Correlation Between Austevoll Seafood and CITIC Securities
Can any of the company-specific risk be diversified away by investing in both Austevoll Seafood and CITIC Securities at the same time? Although using a correlation coefficient on its own may not help to predict future stock returns, this module helps to understand the diversifiable risk of combining Austevoll Seafood and CITIC Securities into the same portfolio, which is an essential part of the fundamental portfolio management process.
By analyzing existing cross correlation between Austevoll Seafood ASA and CITIC Securities, you can compare the effects of market volatilities on Austevoll Seafood and CITIC Securities and check how they will diversify away market risk if combined in the same portfolio for a given time horizon. You can also utilize pair trading strategies of matching a long position in Austevoll Seafood with a short position of CITIC Securities. Check out your portfolio center. Please also check ongoing floating volatility patterns of Austevoll Seafood and CITIC Securities.
Diversification Opportunities for Austevoll Seafood and CITIC Securities
-0.13 | Correlation Coefficient |
Good diversification
The 3 months correlation between Austevoll and CITIC is -0.13. Overlapping area represents the amount of risk that can be diversified away by holding Austevoll Seafood ASA and CITIC Securities in the same portfolio, assuming nothing else is changed. The correlation between historical prices or returns on CITIC Securities and Austevoll Seafood is a relative statistical measure of the degree to which these equity instruments tend to move together. The correlation coefficient measures the extent to which returns on Austevoll Seafood ASA are associated (or correlated) with CITIC Securities. Values of the correlation coefficient range from -1 to +1, where. The correlation of zero (0) is possible when the price movement of CITIC Securities has no effect on the direction of Austevoll Seafood i.e., Austevoll Seafood and CITIC Securities go up and down completely randomly.

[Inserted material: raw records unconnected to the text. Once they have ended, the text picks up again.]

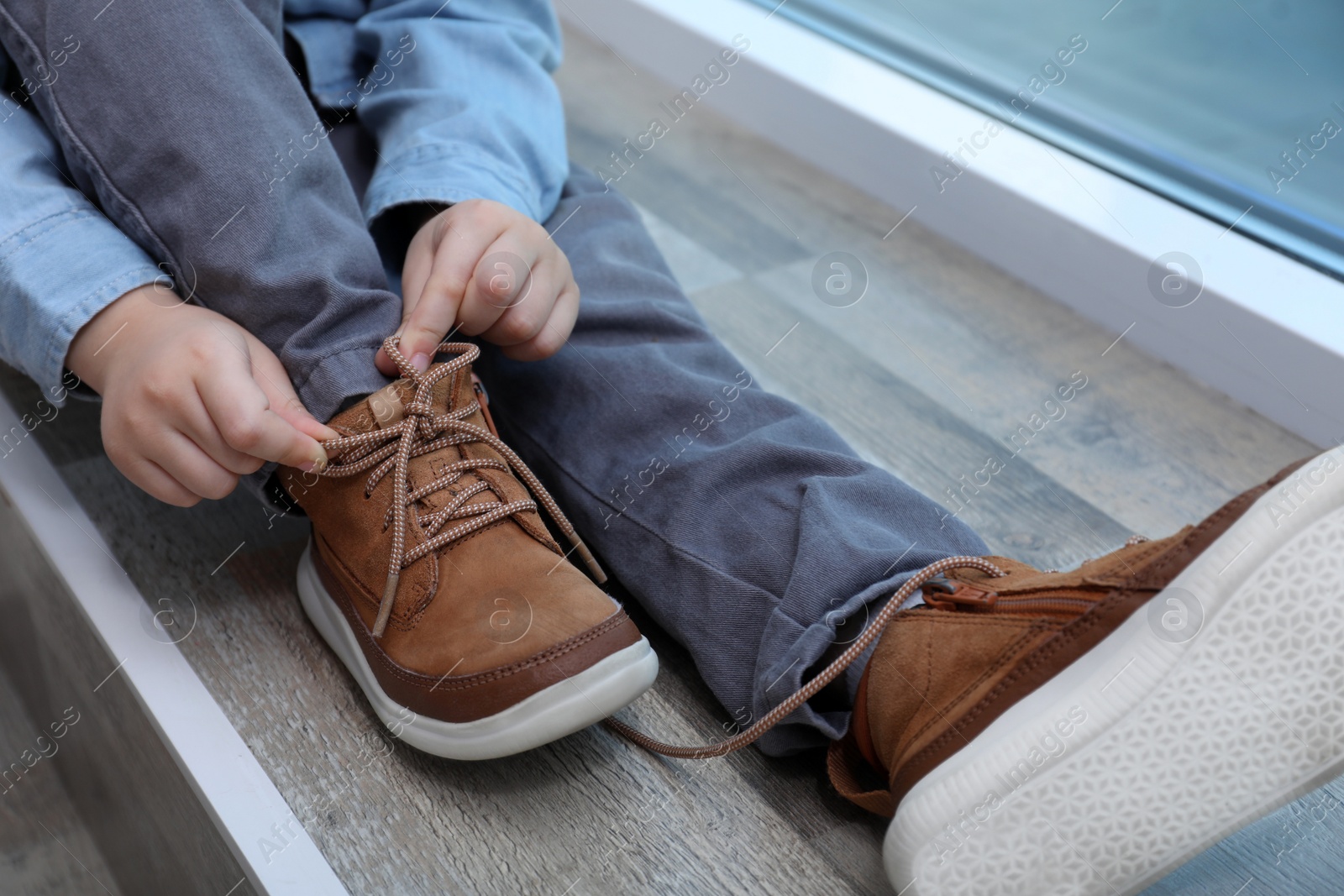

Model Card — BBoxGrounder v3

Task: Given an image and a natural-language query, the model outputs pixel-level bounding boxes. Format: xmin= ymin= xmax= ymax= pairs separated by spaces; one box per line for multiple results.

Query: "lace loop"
xmin=318 ymin=336 xmax=606 ymax=638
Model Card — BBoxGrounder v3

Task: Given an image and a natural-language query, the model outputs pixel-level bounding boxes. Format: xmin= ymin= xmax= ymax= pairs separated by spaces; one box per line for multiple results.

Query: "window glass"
xmin=759 ymin=0 xmax=1344 ymax=277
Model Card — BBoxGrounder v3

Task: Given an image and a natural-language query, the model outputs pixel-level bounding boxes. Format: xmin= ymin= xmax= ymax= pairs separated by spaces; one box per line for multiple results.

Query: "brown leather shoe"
xmin=828 ymin=448 xmax=1344 ymax=896
xmin=281 ymin=338 xmax=657 ymax=759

Pair Corralation between Austevoll Seafood and CITIC Securities
Assuming the 90 days horizon Austevoll Seafood ASA is expected to generate 0.8 times more return on investment than CITIC Securities. However, Austevoll Seafood ASA is 1.24 times less risky than CITIC Securities. It trades about 0.01 of its potential returns per unit of risk. CITIC Securities is currently generating about -0.18 per unit of risk. If you would invest 845.00 in Austevoll Seafood ASA on October 10, 2024 and sell it today you would lose (2.00) from holding Austevoll Seafood ASA or give up 0.24% of portfolio value over 90 days.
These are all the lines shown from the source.